Tuesday, September 27, 2005

Remnants of a Lost Approach

When Galileo approached Jupiter in the 1990s, the antenna problem, as well as a tape recorder problem in fall of 1995 that cost the images from the arrival orbit pretty much wiped out the return of images from this part of the mission, other than the Ida encounter, from which the images were piddled back over many months. In 1990, before even the Gaspra encounter, Galileo took some images for calibration that could be returned more easily while it was still in the inner solar system. Here is a color view of Jupiter and some of its moons generated from this data. It has the appearance of being taken through a small telescope.

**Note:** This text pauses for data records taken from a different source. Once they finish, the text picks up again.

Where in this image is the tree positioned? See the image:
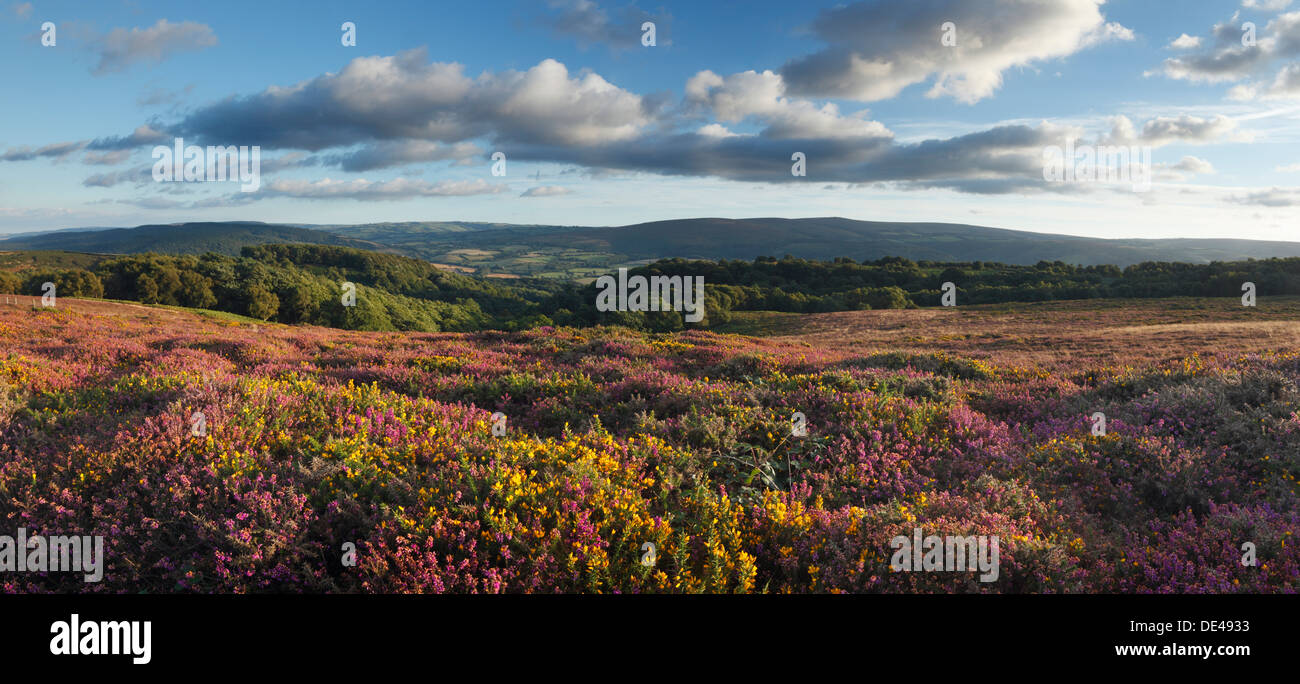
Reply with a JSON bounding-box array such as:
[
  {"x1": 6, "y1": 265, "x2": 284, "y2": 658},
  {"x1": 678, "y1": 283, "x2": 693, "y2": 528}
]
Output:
[{"x1": 246, "y1": 285, "x2": 280, "y2": 320}]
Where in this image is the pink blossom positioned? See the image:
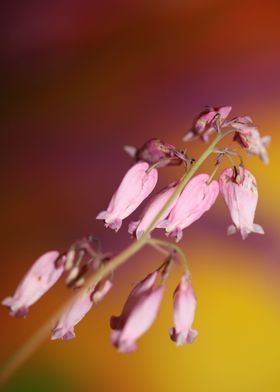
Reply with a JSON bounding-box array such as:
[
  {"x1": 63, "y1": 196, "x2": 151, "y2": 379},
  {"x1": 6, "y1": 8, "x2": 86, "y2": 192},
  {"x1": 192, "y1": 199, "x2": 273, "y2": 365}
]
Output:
[
  {"x1": 183, "y1": 106, "x2": 231, "y2": 142},
  {"x1": 2, "y1": 251, "x2": 64, "y2": 317},
  {"x1": 51, "y1": 280, "x2": 112, "y2": 340},
  {"x1": 128, "y1": 182, "x2": 179, "y2": 239},
  {"x1": 96, "y1": 162, "x2": 158, "y2": 231},
  {"x1": 169, "y1": 274, "x2": 198, "y2": 346},
  {"x1": 111, "y1": 272, "x2": 164, "y2": 352},
  {"x1": 158, "y1": 174, "x2": 219, "y2": 242},
  {"x1": 124, "y1": 138, "x2": 182, "y2": 165},
  {"x1": 219, "y1": 167, "x2": 264, "y2": 239},
  {"x1": 229, "y1": 116, "x2": 270, "y2": 164}
]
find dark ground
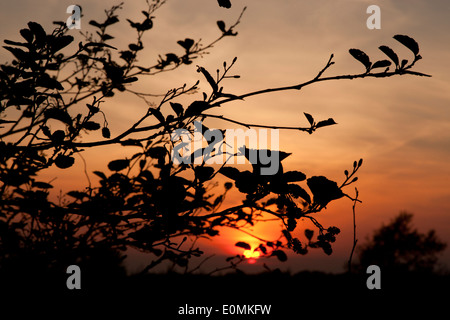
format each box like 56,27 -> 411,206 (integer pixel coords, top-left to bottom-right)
0,272 -> 450,320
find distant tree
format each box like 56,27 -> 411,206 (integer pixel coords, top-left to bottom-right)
355,212 -> 447,272
0,0 -> 426,280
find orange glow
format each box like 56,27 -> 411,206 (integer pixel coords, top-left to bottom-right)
244,250 -> 261,259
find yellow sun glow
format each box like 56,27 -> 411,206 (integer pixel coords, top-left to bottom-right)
244,250 -> 261,259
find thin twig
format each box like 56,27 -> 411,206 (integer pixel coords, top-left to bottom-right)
347,188 -> 359,273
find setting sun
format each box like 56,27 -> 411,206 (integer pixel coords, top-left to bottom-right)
244,250 -> 261,259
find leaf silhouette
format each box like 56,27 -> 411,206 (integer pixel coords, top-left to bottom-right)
197,67 -> 219,92
316,118 -> 337,129
235,241 -> 252,250
177,38 -> 195,51
303,112 -> 314,125
394,34 -> 419,56
170,102 -> 184,116
307,176 -> 344,206
379,46 -> 398,66
349,49 -> 372,71
372,60 -> 392,69
217,20 -> 226,33
102,127 -> 111,139
305,229 -> 314,240
55,154 -> 75,169
44,108 -> 72,124
82,121 -> 100,131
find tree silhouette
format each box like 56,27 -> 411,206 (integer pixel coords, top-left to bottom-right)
0,0 -> 427,282
355,212 -> 446,273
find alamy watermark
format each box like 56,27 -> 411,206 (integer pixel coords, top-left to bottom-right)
171,121 -> 280,175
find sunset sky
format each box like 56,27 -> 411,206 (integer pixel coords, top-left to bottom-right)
0,0 -> 450,271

Galileo would next image Jupiter during the SL9 imacts, a year and a half before arrival. It used a technique known as an "on chip mosaic," taking multiple images on the same frame so it could be returned as one picture. There were several techniques used that involved smearing the image to look for flareups from the impact. For the last impact, Galileo took multiple unsmeared images, providing a neat perspective, as its images are the only ones to see the impacts directly, and not coming over the limb. Perhaps another entry will be dedicated to these images. But here is one showing the impact and Jupiter, produced from several images on the on-chip mosaic.



The tape recorder problem caused the end of imaging until the G1 orbit in the summer of 1996. However, as Galileo approached in 1995, it took optical navigation frames showing Ganymede slowly looming larger to help plan for the G1 orbit. It is a little taste of the sights Galileo saw that fall but could not show us.